Abstract
Background
In yeast, glucose-dependent degradation of the Mth1 protein, a corepressor of the glucose transporter gene (HXT) repressor Rgt1, is a crucial event enabling expression of several HXT. This event occurs through a signaling pathway that involves the Rgt2 and Snf3 glucose sensors and yeast casein kinase 1 and 2 (Yck1/2). In this study, we examined whether the glucose sensors directly couple with Yck1/2 to convert glucose binding into an intracellular signal that leads to the degradation of Mth1.
Results
High levels of glucose induce degradation of Mth1 through the Rgt2/Snf3 glucose signaling pathway. Fluorescence microscopy analysis indicates that, under glucose-limited conditions, GFP-Mth1 is localized in the nucleus and does not shuttle between the nucleus and cytoplasm. If glucose-induced degradation is prevented due to disruption of the Rgt2/Snf3 pathway, GFP-Mth1 accumulates in the nucleus. When engineered to be localized to the cytoplasm, GFP-Mth1 is degraded regardless of the presence of glucose or the glucose sensors. In addition, removal of Grr1 from the nucleus prevents degradation of GFP-Mth1. These results suggest that glucose-induced, glucose sensor-dependent Mth1 degradation occurs in the nucleus. We also show that, like Yck2, Yck1 is localized to the plasma membrane via C-terminal palmitoylation mediated by the palmitoyl transferase Akr1. However, glucose-dependent degradation of Mth1 is not impaired in the absence of Akr1, suggesting that a direct interaction between the glucose sensors and Yck1/2 is not required for Mth1 degradation.
Conclusion
Glucose-induced, glucose sensor-regulated degradation of Mth1 occurs in the nucleus and does not require direct interaction of the glucose sensors with Yck1/2.
Background
In the budding yeast Saccharomyces cerevisiae, glucose stimulates its transport across the plasma membrane by inducing expression of several HXT [1-3]. Under glucose-limited conditions, the transcriptional repressor Rgt1 binds to the HXT promoters and recruits general corepressors Ssn6 and Tup1 [4-7]. Rgt1 does this in conjunction with its corepressor Mth1, which physically interacts with Rgt1 [8-10]. Therefore, it has been proposed that Rgt1 forms a repression complex with Mth1, Ssn6, and Tup1 on the HXT promoters, inhibiting transcription [6]. Glucose appears to prevent formation of this protein complex by causing degradation of Mth1, resulting in release of Rgt1 from HXT promoters, thereby inducing expression of HXT [6,11-14].

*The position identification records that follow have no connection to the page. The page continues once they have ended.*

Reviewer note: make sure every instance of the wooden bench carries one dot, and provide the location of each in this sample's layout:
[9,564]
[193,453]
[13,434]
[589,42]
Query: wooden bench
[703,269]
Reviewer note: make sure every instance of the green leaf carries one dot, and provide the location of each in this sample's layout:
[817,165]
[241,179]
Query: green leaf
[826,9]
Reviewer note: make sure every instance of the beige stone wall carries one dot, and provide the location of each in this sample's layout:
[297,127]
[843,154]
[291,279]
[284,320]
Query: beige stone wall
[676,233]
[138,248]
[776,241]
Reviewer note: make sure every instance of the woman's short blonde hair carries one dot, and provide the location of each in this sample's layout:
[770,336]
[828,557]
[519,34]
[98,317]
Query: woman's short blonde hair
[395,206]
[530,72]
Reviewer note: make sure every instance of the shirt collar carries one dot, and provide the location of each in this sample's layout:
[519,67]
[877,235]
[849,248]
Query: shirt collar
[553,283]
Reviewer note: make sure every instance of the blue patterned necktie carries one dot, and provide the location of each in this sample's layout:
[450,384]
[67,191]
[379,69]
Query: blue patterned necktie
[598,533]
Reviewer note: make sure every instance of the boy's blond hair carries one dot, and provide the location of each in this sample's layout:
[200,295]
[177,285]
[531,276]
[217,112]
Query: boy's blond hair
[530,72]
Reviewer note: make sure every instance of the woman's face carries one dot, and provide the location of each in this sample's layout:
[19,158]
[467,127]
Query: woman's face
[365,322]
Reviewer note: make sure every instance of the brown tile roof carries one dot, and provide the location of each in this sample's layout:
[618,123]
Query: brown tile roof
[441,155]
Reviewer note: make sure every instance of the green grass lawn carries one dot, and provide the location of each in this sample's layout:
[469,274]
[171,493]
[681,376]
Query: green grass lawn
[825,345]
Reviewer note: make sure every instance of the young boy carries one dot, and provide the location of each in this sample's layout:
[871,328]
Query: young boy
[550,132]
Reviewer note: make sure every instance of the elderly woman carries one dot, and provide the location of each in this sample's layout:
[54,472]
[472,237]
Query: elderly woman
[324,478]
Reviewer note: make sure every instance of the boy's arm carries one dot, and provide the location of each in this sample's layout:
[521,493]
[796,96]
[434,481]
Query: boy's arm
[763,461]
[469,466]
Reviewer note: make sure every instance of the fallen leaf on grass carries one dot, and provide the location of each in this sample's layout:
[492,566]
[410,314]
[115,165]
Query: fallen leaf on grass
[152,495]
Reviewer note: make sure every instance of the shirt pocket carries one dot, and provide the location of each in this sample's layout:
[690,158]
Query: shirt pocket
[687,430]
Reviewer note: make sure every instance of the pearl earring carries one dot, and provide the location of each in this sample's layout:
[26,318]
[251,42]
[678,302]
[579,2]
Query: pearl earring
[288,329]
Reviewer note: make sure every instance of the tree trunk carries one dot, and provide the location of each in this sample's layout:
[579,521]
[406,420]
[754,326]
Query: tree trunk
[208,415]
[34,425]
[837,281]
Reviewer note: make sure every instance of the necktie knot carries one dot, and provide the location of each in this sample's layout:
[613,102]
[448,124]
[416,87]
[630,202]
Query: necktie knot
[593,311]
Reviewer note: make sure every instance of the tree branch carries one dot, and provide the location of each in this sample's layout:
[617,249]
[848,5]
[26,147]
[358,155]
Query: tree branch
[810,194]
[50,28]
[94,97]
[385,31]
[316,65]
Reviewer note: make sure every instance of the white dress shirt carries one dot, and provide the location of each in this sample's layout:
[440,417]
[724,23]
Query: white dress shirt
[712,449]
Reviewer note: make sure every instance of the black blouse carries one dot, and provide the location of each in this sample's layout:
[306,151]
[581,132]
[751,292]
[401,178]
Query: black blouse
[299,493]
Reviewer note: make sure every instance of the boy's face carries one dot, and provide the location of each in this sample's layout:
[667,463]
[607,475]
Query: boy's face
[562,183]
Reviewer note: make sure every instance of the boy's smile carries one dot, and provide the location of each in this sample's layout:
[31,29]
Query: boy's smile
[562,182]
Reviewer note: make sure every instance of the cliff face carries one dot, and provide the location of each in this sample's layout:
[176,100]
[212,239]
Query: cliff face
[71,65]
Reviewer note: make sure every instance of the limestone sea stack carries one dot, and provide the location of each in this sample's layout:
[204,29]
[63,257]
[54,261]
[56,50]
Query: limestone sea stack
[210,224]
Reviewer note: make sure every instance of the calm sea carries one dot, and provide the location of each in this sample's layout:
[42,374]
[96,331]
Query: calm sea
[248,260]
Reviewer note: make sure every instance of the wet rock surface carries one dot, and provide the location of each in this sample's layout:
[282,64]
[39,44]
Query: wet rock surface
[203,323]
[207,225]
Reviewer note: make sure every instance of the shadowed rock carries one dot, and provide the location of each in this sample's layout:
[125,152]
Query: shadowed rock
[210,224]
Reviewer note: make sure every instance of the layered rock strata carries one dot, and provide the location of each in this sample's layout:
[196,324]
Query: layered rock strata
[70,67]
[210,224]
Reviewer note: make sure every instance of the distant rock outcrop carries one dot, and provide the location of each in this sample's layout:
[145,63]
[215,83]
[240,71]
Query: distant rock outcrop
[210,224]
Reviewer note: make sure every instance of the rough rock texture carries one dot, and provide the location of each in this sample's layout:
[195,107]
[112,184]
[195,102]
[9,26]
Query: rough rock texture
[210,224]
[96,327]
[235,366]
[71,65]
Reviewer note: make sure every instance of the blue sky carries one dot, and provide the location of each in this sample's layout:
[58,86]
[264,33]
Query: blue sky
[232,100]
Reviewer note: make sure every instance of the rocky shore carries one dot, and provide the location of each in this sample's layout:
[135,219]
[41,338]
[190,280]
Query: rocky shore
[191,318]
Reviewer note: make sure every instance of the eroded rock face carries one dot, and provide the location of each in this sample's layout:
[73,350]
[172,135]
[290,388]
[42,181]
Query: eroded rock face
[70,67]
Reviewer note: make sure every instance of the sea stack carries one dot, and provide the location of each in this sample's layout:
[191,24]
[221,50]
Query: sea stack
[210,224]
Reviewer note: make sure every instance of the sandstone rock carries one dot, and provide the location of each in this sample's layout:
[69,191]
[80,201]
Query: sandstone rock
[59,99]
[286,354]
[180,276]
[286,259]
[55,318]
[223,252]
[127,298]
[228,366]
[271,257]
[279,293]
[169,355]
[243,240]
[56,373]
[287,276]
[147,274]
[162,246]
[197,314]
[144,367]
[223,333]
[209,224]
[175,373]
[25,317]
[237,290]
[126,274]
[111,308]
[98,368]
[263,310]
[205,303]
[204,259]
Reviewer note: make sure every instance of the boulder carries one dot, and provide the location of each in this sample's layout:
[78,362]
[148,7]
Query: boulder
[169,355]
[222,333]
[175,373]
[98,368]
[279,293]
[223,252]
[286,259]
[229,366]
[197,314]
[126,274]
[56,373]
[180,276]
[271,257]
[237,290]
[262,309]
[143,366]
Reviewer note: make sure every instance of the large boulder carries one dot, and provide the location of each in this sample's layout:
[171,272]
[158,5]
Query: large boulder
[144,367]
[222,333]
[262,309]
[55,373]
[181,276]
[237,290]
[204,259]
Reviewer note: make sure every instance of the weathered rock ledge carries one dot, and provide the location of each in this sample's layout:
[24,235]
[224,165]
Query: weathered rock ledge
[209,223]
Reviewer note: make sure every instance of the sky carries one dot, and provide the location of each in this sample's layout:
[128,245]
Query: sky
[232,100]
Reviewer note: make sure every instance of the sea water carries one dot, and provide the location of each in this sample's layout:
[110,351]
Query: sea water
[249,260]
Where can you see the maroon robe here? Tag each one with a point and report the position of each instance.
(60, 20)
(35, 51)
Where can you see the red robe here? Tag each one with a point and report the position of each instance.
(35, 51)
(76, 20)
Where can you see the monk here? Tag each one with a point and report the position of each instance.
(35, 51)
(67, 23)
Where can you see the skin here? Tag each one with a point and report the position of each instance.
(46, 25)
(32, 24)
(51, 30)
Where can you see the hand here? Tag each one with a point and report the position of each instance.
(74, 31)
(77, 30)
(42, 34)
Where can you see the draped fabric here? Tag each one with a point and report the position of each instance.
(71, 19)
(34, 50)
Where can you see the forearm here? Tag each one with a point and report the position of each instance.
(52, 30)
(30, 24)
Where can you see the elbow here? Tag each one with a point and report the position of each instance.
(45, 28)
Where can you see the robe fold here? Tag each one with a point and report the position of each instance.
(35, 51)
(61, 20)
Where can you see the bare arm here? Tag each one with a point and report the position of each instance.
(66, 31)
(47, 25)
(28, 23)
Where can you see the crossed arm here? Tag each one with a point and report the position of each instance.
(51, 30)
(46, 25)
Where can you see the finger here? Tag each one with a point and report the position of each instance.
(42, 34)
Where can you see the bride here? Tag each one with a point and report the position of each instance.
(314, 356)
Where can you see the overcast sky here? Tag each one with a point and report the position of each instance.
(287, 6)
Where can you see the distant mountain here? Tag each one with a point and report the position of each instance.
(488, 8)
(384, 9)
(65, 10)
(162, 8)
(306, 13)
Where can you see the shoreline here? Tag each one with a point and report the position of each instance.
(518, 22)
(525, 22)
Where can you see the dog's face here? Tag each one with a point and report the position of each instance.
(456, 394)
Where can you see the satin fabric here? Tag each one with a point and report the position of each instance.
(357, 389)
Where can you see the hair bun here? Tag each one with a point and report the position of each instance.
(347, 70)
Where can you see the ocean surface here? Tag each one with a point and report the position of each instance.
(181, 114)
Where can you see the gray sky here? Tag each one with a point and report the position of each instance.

The glucose signal that leads to degradation of Mth1 is generated by the plasma-membrane spanning glucose sensors Rgt2 and Snf3. Signal generation is a receptor-mediated process and does not require glucose metabolism. This idea is supported by evidence that dominant mutations exist in the glucose sensor genes that lock the sensor proteins in glucose-bound conformations, generating a constitutive signal [15,16]. Indeed, Mth1 is constitutively degraded in cells expressing the active glucose sensor mutants [17]. Subsequent studies have shown that the plasma membrane-tethered casein kinases Yck1/2 phosphorylate Mth1, triggering its ubiquitination and subsequent degradation [18]. It has also been shown by yeast-two-hybrid assay that Mth1 interacts with the C-terminal tails of the glucose sensors, suggesting that Mth1 is recruited to the plasma membrane [19-21]. These observations have led to the current view of glucose-induced HXT expression. Upon glucose binding, the glucose sensors are converted from inactive to active forms through a conformational change, activating Yck1/2 in their vicinity. Mth1, recruited by the glucose sensors to the plasma membrane, is phosphorylated by Yck1/2 and, subsequently, ubiquitinated by SCFGrr1. Finally, the ubiquitinated Mth1 is targeted for degradation by the 26S proteasome [12-14,17].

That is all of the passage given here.